Some of this document is reasonably polished, but other parts are rough notes only.

I have also put up a webpage on "How to do research", aimed at students beginning research (e.g., for Honours or PhD degrees): click here.

My name is Paul Hutchinson, and I work in the Department of Psychology, Macquarie University; but in previous existences I've worked in Statistics and Civil Engineering departments, and I think most of what I say here is quite widely true. This document is aimed particularly at those who are taking their first course in statistics (most of whom are specialising in some other subject). See also a page by Michael Hughes of Miami University, Ohio: click. Anyway, here is my advice on

How to study statistics

Do well in it --- if you do well, you are much more likely to enjoy it. (And in later years you may even make some money tutoring other students!)

If you have to work hard in order to do well --- so be it. Finding subjects difficult and needing to put in a lot of hours of study is usual.

Perhaps you're really interested in some other subject, and are only taking a statistics course because you have to. That's a nuisance, and I sympathise with you, but remember this: statistics is not something imposed from outside (by mathematicians, perhaps); statistics as a subject exists because psychologists and agriculturalists and engineers and medical researchers and economists built it, and they built it because they needed it. You will find that you need it, too.

Overview of introductory statistics.

A typical introductory statistics course is in three parts.

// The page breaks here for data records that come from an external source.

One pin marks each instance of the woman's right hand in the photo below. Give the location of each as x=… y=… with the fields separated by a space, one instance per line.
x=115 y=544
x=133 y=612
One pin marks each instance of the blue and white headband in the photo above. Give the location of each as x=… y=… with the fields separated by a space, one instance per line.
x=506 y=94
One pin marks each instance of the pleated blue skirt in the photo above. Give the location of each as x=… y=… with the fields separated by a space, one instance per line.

• Data description. For example:
• Pictorial presentation of data (principally, a single numeric variable).
• Calculation of summary statistics (principally, a single numeric variable).
• Two numeric variables: scatterplots, correlation, regression.
• Probability. For example:
• Rules for doing calculations with probabilities. Diagrams that help with the calculations.
• Discrete probability distributions. The binomial distribution. The Poisson distribution.
• Continuous probability distributions. The uniform distribution. The exponential distribution. The normal distribution.
• Expectations and variances of random variables.
• Inference. Here, we try to draw conclusions about the population from which our sample came.
• The standard error of the mean. The Central Limit Theorem.
• The concept of using a sample statistic to estimate a population parameter. Criteria for choosing a good method.
• The general idea of hypothesis tests. Examples of hypothesis tests for particular situations.
• The general idea of confidence intervals. Examples of constructing confidence intervals.
• Inference in the linear regression context.
Hypothesis testing can come to dominate a statistics course, and even whole areas of the application of statistics. This is rather a pity, (a) because students ought not to get into the habit of thinking that hypothesis testing is the be-all and end-all of statistical analysis, and (b) because it is quite controversial just what hypothesis tests mean and how they should be used.
(These few sentences are rather advanced, don't worry if you're not yet at the point where you appreciate them.) In particular, the output from a calculation is an indication of the probability of the data conditional upon a particular (null) hypothesis being true. What an investigator wants is not this, but an indication of the probability of the hypothesis being true, conditional upon the data that was observed. A good many philosophers and statisticians would say this latter "probability" is a meaningless concept.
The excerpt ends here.